Zag de mens zich eerst als onderdeel van gods schepping, afhankelijk van gods wil; onder invloed van de opkomst van de handel, de techniek etc. gaat de mens zich steeds meer zien als een zelfstandig individu. “Vrijheid, gelijkheid en broederschap” roepen de Fransen in 1789. Nieuw tijden, nieuwe problemen (bv armoede), nieuwe oplossingen (bv liberalisme, socialisme).

i.  Geloven en kerken moeten zich ook aanpassen aan de nieuwe tijd. Dat gaat niet vanzelf en ook niet altijd van harte. Een belangrijk kenmerk van de manier waarop dat in “het westen” gebeurd is is de scheiding tussen kerk en staat.

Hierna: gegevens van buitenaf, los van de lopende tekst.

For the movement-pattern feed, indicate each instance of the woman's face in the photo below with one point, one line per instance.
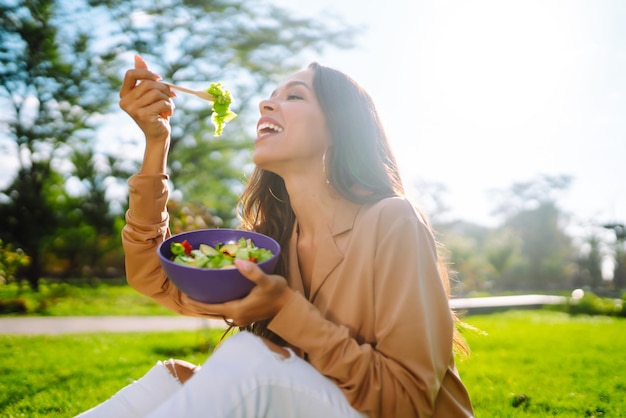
(291, 133)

De kerk heeft zijn directe politieke macht verloren.

3.2 Over de christelijke visie op God.

Jezus = joodse rabbi  ->  joodse (en later ook niet-joodse) volgelingen hebben in eerste instantie joodse ideeën over god (en mens):
– er is maar een god
– god is schepper
– god is er voor de mensen (god = liefde)
– god is een mysterie
– god oordeelt op het einde der tijden

Met het uiteengroeien van joden en christenen komen er ook verschillen:
– Jezus = messias
– Jezus = (zoon van) god
– beeld van god is tijd- en cultuurgebonden
– door de verhalen over god, door (de verhalen over) Jezus en door  de heilige geest kunnen we ons een beeld vormen van god. Veel christenen vinden Jezus de belangrijkste verbeelding van god. (een god in drie gedaanten; heilige drie-eenheid)

3.3. Christelijke geschriften, rituelen en feesten

Christenen hebben als belangrijkste literaire bron de bijbel die bestaat uit de joodse heilige boeken (TeNaCH) en een  boek met verhalen over Jezus en over zijn eerste volgelingen. Het joodse (oude) testament is, naast het optreden va Jezus, een belangrijke bron voor het nieuwere (christelijke) vervolg (het nieuwe testament). Jezus als Messias, als verlosser is een joods idee. Ook allerlei andere verhalen over Jezus lijken wel hervertellingen van verhalen uit de joodse geschriften, maar dan met Jezus in de hoofdrol.

Geloven doe je niet alleen maar dat deel je met andere, als je gelooft zijn er altijd andere mensen geweest die je daarover verteld hebben. Met anderen wordt het geloof ook gevierd. Tijdens bijeenkomsten vieren mensen hun geloof, overdenken en beleven ze hun verbondenheid met elkaar en met god. De tijd lijkt dan vaak even stil te staan (de dagelijkse beslommeringen doen er even niet toe)(ja de wekelijkse rustdag is bedoelt om uit de dagelijkse sleur te komen), en belangrijke verhalen worden ieder jaar weer verteld. Door te luisteren en door te bidden, te zingen, en andere rituele handelingen probeert men het geloof te verdiepen en te ervaren.

En niet alleen op Kerst, Pasen, Hemelvaart, Pinksteren maar wekelijks (sommigen dagelijks) staan christenen stil bij hun geloof in de overwinning op de dood door Jezus de Christus.